Monday, August 07, 2006

Day 10, Monday- Paint Problems

I did it. I broke down and called a helpdesk for paint.

Yes, paint.

I was a bit perturbed, as this is supposed to be the “good stuff.” Paint like this is supposed to just jump out of the can and on to the wall. I’ve seen the commercials.

The problem was simple enough- the paint wasn’t drying. That’s a big part of what paint does, drying and all. If it didn’t dry, it would be a slimy substance somewhere between liquid and solid. There would be no form, no purpose, and no function. It would be a politician.

So I called for help. My call was answered by a nice man who said his name was Bobert (yes Bobert). He went through the initial script and politely asked what my problem was.

“The paint will not dry on the door. It has been there for almost 30 hours, but it is still tacky.” I said.

We went through a few minutes of discussion on surface preparation and application. Bobert was very polite, but I was getting a little tired of talking about brushes. I must now note that at this time, I was rather tired, and when tired, I get snarky.

“Are you sure you were using the correct type of brush, sir?” he asked.

“Alright, you got me. Actually, I grabbed two monkeys, dipped them in the paint and let them engage in hot monkey love on the door.”

Silence. Then, “how did the monkeys stay on the door, sir?”

“When covered in paint, monkeys are quite sticky.”

More silence. Then, with a heavy sign that let me know exactly how stupid and/or insane Bobert thought I was, he continued. “I believe that I found our problem sir, the monkeys probably did not apply the paint evenly. Now, if there is anything else.”

Crap! He was going to hang up! Like so many other times in my life, I went just that centimeter too far.

“Um, Bobert, there were no monkeys.” I'm sure I sounded rather sheepish. “I was just trying to be funny.”

“Monkeys in paint are not funny, sir.”

“Well, to idiots such as myself, they’re freakin’ hilarious. I apologize. Now, back to the questions.”

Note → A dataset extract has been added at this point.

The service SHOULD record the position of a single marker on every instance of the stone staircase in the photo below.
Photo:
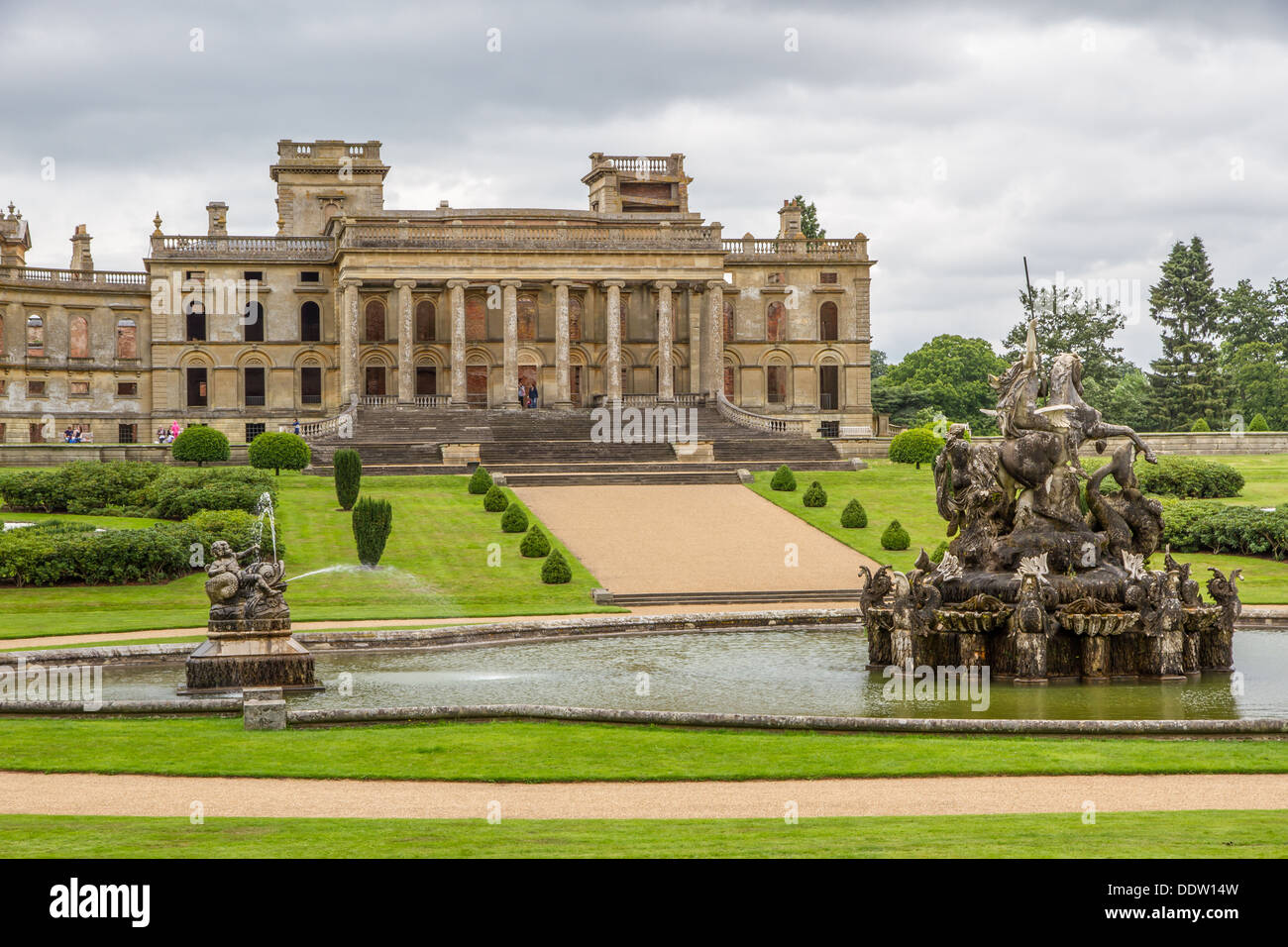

We finished the call rather calmly, but Bobert was obviously a bit miffed over the whole monkey episode. Turns out the problem is probably due to high humidity.

Imagine that. A humidity problem in Astoria. I drop a space heater in the room for a night or two and all should be good.

I put paint on the walls in the living room. A nice dark brown. Looks really good, mostly.

You will note that I said mostly.

Remember the whole “feathering” thing? Yeah- turns out that was crap. Now I need to do even more prep in the living room. That’s the last time I take advice from “Rudy’s Plaster Masters.” Stupid internet.

Oh well. Tried doing a whole “two-tone” paint job in the living room. On the bottom is “desired brown with a designer name” above the picture rail is “lazy bastard didn’t want to go get more paint so he slapped stuff left over from the entry up there.”

I like it. It adds character, contrast, and depth to the room. Plus, I did not have to drive to Longview and visit the hated evil empire.

My wife, however, does not. She prefers bland, uniform walls and the death of every living creature on the planet due to global warming.

I learnt how to be fair and balanced on the teevee from the Fox folks.

I’ll let it sit for a day or so, and she what she says after that. I'm sure she’ll see my point of view what with me being lord and master of the house and OW! OW! OW! OW!

Yeah, I’ll paint over that tomorrow.

Total costs: $1,028

Sunday, August 06, 2006

Day 9, Sunday- Preparations and Progress

Any hour before noon is early when the previous evening’s events prevents sleeping until 2am. Being on the job by 8:00am is just piling on the stupid.

Oh well.

Put the first coat of paint on the entry door (after three coats of primer). The color- Red Rocket, and if you watch South Park you just fell over laughing, or maybe just said eww.

I finally finished the priming of the “God-Awful-Green” trim in the living room, including those huge pocket doors.

After dinner and a quick nap, I went back to the house and painted ceilings.

Now, I am not a fan of Wal-Mart, but ceiling paint they sell is the best stuff on the planet. It hides cracks, blemishes, and anything else you can think of in just one coat. I think they use ground unicorn bones to make it (see, I still think the company is evil).

I finished the evening playing with my caulk. Tomorrow, I will be able to paint.